Take This Tune

Posted: Monday, December 06, 2010 by Travis Cody in
6


My pal Jamie from Duward Discussion has reintroduced her wonderful meme.  Take This Tune provides a musical prompt each week, usually a video with the song lyrics.  The task is to write something inspired by the song or something in the lyrics.

This week's prompt is the song I Am A Town, by Mary Chapin Carpenter.  Jamie writes of the song...
This wonderful song by Mary Chapin Carpenter is about all the small towns that we once knew that now are dying or changing beyond recognition.  We flee from them, remember them, hope to find them again as imagined, and miss them when they disappear.  They are hopes and dreams both fulfilled or dashed.

There's no place that evokes that kind of emotional connection for me.  I don't have any particular allegiances to a physical location.  There is no figurative "going home" that means anything to me.  None of my family is left in the place where I grew up and graduated from high school. 

In fact, I've often found inhabitants of small towns to be suspicious of strangers, resistant to change or progress, and generally unwelcoming.  Communities can sometimes be very provincial in their values. 

So I'm not sure what to write for this particular prompt.  It isn't often that Jamie stumps me.  Usually I can find some kind of inspiration in the song or lyrics.

Oh well.  Maybe next week.

6 comments:

  1. Akelamalu says:

    I moved to this town 48 years ago so I guess I can call it home, though I still have an affinity with the town where I was born.

  1. DrillerAA says:

    I don't have any connection to my birth town other than the fact that my parents are now buried there. It is still a small town. We have watched our current place of residence grow out of being a true small town over the past 25 years. The growth has been both good and not so good. I do miss some of the true small town attributes, but I appreciate the new opportunities that have come to town as well. You just can't have it both ways, regardless of what the Chamber of Commerce tries to tell you.

  1. Coco says:

    I grew up in a tiny fishing village on the Bay of Fundy ... the main sources of employment there were the sawmill, the gypsum mine and, as you might guess, fishing. The sawmill is now a shadow of its former self, the gypsum mine is closed, and who knows how long the fishing will hold out?

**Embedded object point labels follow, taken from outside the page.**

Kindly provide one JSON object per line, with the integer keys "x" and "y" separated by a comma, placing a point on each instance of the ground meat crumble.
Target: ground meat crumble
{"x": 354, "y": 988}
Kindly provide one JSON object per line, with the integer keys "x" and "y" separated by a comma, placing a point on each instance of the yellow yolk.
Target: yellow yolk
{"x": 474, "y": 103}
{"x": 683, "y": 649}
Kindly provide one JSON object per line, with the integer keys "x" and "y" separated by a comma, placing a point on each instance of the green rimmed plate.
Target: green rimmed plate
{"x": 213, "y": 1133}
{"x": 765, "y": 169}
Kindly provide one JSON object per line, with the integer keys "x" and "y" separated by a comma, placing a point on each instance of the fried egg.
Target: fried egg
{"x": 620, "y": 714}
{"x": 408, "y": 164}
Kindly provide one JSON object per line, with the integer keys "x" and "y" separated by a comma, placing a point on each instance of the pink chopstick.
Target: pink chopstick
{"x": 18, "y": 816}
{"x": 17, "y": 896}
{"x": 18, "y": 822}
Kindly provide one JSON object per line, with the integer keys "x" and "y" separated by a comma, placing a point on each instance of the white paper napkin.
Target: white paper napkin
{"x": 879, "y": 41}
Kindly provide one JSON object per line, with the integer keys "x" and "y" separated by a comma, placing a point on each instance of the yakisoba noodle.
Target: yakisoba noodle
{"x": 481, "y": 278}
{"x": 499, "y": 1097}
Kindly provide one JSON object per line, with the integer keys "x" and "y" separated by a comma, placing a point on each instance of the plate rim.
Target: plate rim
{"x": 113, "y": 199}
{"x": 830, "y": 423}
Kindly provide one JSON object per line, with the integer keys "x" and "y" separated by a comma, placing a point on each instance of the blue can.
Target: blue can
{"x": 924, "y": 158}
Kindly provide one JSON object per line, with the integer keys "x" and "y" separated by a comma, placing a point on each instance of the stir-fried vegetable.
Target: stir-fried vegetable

    I grew up and moved away, but my parents still lived there so my hometown remained part of my life. Now, although I don't live there, I have chosen to give back to that community by taking a teaching position in the local school.

  1. Small towns can be wonderful to insiders and not so much to outsiders. IN addition, remaining an insider in a small town takes some effort and sometimes supressing one's natural wishes.

  1. Even in not saying anything, you still come up with something meaningful to say. I gotta get suggestions from people if anyone wants to throw some my way.

  1. Cleveland was a small town once long ago. many areas were towns in their own right that became greater Cleveland,one such town that got annexed is Ohio City now part of the west side of Cleveland.